Scottish FA chief executive Ian Maxwell believes a successful home nations bid to host the 2030 World Cup finals could help fund the redevelopment of Hampden Park as a state of the art stadium.
On what Maxwell described as a “monumental day” for Scottish football, the future of the famous ground as the home of the national spot was secured with the decision to stay put and reject the alternative option of a move to Murrayfield.
The Scottish FA will pay Queen’s Park £5 million to become the new owners of Hampden, crucially assisted by a £2.5 million personal contribution from Glasgow businessman and philanthropist Lord Willie Haughey.
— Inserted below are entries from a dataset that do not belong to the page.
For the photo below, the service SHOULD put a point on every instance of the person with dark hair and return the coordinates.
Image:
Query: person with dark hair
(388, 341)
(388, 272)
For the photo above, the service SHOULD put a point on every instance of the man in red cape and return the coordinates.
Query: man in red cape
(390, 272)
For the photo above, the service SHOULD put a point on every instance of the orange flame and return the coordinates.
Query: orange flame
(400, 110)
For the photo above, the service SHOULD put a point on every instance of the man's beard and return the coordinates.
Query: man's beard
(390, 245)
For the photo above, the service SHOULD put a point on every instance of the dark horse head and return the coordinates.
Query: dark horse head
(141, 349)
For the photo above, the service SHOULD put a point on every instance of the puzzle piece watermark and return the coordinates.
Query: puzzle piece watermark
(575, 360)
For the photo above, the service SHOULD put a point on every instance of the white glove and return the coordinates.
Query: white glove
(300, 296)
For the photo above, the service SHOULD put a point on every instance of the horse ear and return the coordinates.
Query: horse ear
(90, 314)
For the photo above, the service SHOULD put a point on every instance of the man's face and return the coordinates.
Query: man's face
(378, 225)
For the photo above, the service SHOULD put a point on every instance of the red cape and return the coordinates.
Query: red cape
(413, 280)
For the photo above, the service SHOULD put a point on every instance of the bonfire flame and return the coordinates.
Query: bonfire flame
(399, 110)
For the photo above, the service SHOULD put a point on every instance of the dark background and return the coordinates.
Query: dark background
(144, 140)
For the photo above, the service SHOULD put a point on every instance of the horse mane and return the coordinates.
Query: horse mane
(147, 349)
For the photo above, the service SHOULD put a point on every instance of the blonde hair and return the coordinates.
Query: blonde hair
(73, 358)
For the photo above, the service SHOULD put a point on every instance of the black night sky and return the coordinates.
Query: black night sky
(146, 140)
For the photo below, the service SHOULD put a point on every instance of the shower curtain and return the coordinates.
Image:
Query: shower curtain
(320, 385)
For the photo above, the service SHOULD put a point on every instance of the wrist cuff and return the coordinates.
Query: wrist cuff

The deal is worth around £19 million in total as the Scottish FA also assume £14 million of liabilities to the National Lottery, sportscotland and debenture holders, taken on by Queen’s Park when the ground was last redeveloped in 1998, and which are repayable in the event of it no longer being used as a football venue.
Maxwell accepts that significant fresh improvements are needed to protect the status of Hampden, which will be one of the host venues for the Euro 2020 finals, as a Uefa five-star stadium in the years ahead. The Scottish FA will look to the example of the Mercedes-Benz Arena in Stuttgart which, having had a similar design to the current Hampden, was revamped in 2009 with the pitch level lowered and the stands behind the goals brought closer to the pitch at a cost of around £60 million.
Sourcing those levels of investment pose an obvious challenge for the Scottish FA but major funding could be secured as part of the proposed joint bid with their English, Welsh and Northern Irish counterparts to host the 2030 World Cup.
Initial discussions have already been held between the four associations with further talks planned before the end of the year.
“If we can bring a Word Cup here, what does that mean to the country?,” said Maxwell. “How can we leverage that? That would be a massive opportunity for us.
“We had a very brief discussion when we were all over in Russia for a Fifa congress and the plan is to meet up again in the short term and see exactly where those conversations can lead to – it will be before Christmas. If there was a home nations bid, then that would be a strong proposition.
“There is no doubt Hampden needs a bit of work. It’s 20 years old now in its current form and there are areas of it we need to try and improve. There is no shying away from that.
“This gives us a real opportunity to step back, look at the whole Hampden experience and come up with a plan to say there are areas of this we need to attack. We can’t do it all tomorrow. Some will be picked up for Euro 2020 and then we can come up with a longer term plan to address the rest.
“Stuttgart is a really good model and we are committed to investigating that. They had a very similar stadium to what we have at the moment and they managed to bring the ends in.
“It’s going to be a chunky number that will be required to get us to that point but that’s not something to be scared of. We need to try and address that, have conversations with as many people as we can, whether it’s private funders, government – I don’t suppose Glasgow City Council will or can pay for it
“I wouldn’t like to stick a number on it. Depending on who you ask, there are different ways to do it and we have to find out the best way for us to do it.”
Maxwell said debate around Hampden was heated among his fellow Scottish FA board members – president Alan McRae, vice-president Rod Petrie, pictured, SPFL chief executive Neil Doncaster, Alloa chairman Mike Mulraney, Scottish Amateur FA secretary Thomas McKeown and independent non-executive director Ana Stewart.
“Listen, the board all agreed this was the best thing to do,” said Maxwell. “I don’t like getting into whether it was unanimous. Boards are allowed to make decisions that are not unanimous. But this was a decision in the best interests of Scottish football.
“It’s a monumental day for Scottish football, let’s not make any bones about that. We now own a national stadium which is a world-renowned asset.”
Asked if the Scottish FA would have chosen the Murrayfield option if Lord Haughey had not made his financial intervention last week, Maxwell was non-committal. “It didn’t get to that point,” he replied. “That’s hypothetical, you can’t answer that question. All I know is that Willie was instrumental in getting the deal done with Queen’s Park.
“To be honest, it wouldn’t have bothered me to push the button to leave Hampden if I thought it was the right decision for Scottish football. People might say that’s easy to say now because I’m not pushing that button but I could have sat here and made just as compelling a case to go to Murrayfield, because of the way they put their case forward and the different opportunities that would have given us.
“It was a negotiation. It was a commercial deal and was always going to be like that. You need to get to the point where everyone is happy and we got to that with Queen’s Park.”